• Chiral pesticides;
  • Plant uptake;
  • Chlordane;
  • Enantioselectivity;
  • Enantiomer toxicities


Technical chlordane, a synthetic organic pesticide composed of 147 separate components, some of which exhibit optical activity, was used as an insecticide, herbicide, and termiticide prior to all uses being banned in the United States in 1988. It has been shown that food crops grown in soil treated decades earlier with technical chlordane translocate the weathered chlordane residues from the soil into root and aerial plant tissues. A rigorous analytical method is presented for the simultaneous, quantitative determination of both achiral and chiral components of technical chlordane in soil, plant, and air compartments using chiral gas chromatography interfaced to ion trap mass spectrometry and internal standard calibration. Using this method, we have observed differences in both the absolute and the relative amounts of trans- and cis-chlordane enantiomers and achiral trans-nonachlor between the soil compartment and various plant tissue compartments for several field-grown food crops.
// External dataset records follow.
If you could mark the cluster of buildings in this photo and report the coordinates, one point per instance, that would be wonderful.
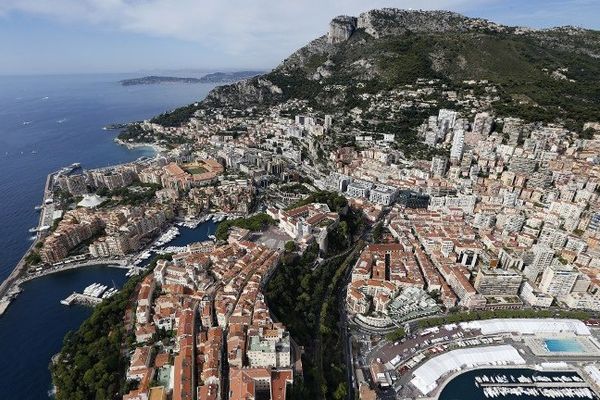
(304, 224)
(387, 287)
(115, 232)
(202, 313)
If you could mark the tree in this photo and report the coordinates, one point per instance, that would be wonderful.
(290, 246)
(378, 232)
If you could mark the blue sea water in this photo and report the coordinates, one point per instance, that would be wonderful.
(47, 122)
(463, 386)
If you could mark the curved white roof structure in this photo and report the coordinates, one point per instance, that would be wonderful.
(427, 375)
(528, 326)
(91, 201)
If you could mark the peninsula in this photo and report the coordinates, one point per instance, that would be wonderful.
(408, 197)
(216, 77)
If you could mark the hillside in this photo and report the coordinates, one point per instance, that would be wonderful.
(541, 74)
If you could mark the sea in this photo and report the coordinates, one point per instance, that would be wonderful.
(464, 387)
(47, 122)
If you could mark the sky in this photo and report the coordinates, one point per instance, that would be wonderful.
(79, 36)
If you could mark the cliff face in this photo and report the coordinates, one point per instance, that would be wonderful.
(387, 48)
(341, 28)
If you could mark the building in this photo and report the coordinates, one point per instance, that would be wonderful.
(497, 282)
(439, 165)
(558, 280)
(542, 258)
(384, 195)
(534, 297)
(458, 145)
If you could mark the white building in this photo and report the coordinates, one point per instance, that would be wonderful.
(558, 280)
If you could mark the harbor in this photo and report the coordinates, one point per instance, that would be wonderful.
(92, 295)
(508, 384)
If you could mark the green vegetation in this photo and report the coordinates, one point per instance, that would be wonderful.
(525, 68)
(334, 201)
(306, 301)
(256, 223)
(91, 364)
(132, 132)
(196, 170)
(290, 246)
(297, 188)
(177, 117)
(141, 193)
(33, 258)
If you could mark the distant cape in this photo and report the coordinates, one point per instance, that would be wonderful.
(216, 77)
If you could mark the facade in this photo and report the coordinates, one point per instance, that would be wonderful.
(497, 282)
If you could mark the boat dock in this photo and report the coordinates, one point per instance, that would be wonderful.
(78, 298)
(91, 296)
(537, 384)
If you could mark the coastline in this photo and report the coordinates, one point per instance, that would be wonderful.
(11, 285)
(436, 395)
(135, 145)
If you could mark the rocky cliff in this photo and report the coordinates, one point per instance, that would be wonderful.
(385, 49)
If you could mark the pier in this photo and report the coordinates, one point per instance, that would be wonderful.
(78, 298)
(536, 384)
(9, 283)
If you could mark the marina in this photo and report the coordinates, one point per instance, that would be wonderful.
(512, 383)
(92, 295)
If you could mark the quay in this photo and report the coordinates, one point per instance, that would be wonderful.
(78, 298)
(536, 384)
(9, 283)
(13, 288)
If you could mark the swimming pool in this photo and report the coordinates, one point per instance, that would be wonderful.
(563, 346)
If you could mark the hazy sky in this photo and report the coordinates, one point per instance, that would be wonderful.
(65, 36)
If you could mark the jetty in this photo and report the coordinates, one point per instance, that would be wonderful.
(92, 295)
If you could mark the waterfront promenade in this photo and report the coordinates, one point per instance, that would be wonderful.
(121, 263)
(8, 285)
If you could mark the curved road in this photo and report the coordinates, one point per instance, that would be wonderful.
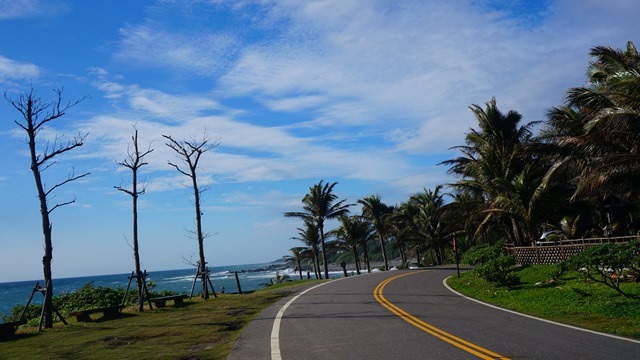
(410, 315)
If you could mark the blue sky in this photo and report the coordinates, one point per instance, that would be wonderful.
(371, 94)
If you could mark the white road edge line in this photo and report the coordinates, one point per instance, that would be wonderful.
(275, 330)
(444, 282)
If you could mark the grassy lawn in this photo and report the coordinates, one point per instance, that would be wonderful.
(566, 298)
(198, 330)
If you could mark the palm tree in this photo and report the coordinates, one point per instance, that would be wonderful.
(297, 255)
(378, 214)
(610, 114)
(594, 136)
(429, 220)
(319, 205)
(352, 232)
(310, 236)
(493, 158)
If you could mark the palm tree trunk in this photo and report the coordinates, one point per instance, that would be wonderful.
(366, 256)
(324, 252)
(384, 251)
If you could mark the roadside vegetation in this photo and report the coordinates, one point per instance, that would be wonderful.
(198, 330)
(547, 292)
(597, 289)
(576, 173)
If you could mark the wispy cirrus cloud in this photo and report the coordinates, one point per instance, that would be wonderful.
(17, 70)
(16, 9)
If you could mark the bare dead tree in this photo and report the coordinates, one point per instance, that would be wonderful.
(189, 153)
(37, 114)
(134, 161)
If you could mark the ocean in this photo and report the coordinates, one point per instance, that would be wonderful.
(251, 277)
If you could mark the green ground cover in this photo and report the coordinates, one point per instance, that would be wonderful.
(198, 330)
(563, 297)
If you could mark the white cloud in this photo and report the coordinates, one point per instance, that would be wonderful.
(16, 70)
(16, 9)
(203, 53)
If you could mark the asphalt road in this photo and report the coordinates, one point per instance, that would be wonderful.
(413, 316)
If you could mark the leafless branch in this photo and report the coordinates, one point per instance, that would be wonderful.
(70, 178)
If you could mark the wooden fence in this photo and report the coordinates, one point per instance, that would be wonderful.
(557, 253)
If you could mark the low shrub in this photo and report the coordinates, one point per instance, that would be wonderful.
(87, 297)
(608, 264)
(492, 264)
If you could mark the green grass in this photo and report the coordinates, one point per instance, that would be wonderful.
(566, 298)
(198, 330)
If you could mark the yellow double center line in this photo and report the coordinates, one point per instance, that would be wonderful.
(440, 334)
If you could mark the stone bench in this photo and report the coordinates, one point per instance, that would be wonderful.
(108, 312)
(178, 300)
(8, 330)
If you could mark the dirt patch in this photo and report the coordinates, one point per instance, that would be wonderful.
(116, 341)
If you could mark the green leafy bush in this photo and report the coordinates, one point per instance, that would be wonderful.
(481, 254)
(491, 264)
(87, 297)
(608, 264)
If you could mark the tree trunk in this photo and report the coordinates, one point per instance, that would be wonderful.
(354, 250)
(203, 264)
(136, 253)
(46, 228)
(384, 251)
(324, 252)
(366, 256)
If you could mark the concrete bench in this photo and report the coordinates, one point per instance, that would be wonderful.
(108, 312)
(8, 330)
(178, 300)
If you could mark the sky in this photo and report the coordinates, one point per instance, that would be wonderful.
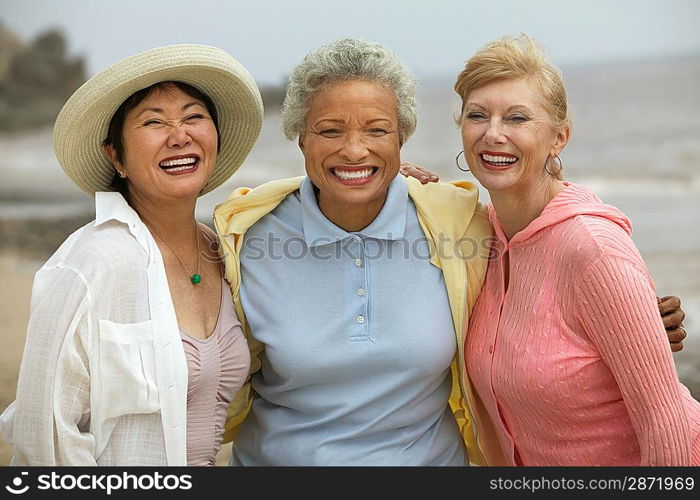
(432, 37)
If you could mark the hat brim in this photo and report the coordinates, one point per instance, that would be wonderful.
(83, 122)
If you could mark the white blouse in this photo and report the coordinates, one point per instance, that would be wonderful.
(103, 379)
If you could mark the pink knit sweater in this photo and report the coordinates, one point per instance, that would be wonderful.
(571, 361)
Changes in the relative amounts of the (+) and (−) enantiomers of trans- and cis-chlordane indicate enantioselective processes are in effect in the contiguous compartments of soil, plant roots, and aerial plant tissues. The data for zucchini (Cucurbita pepo L.), in particular, show an approximate fivefold enhancement in absolute concentration for total trans-chlordane, an eightfold concentration enhancement for total cis-chlordane, and a 2.5-fold enhancement for trans-nonachlor in the root relative to the soil matrix, the largest enhancements of any crop studied. This is the first comprehensive report of enantioselective processes into and through plant tissues for a variety of field-grown food crops. The selectivity will be related to observed insect toxicities of the enantiomers.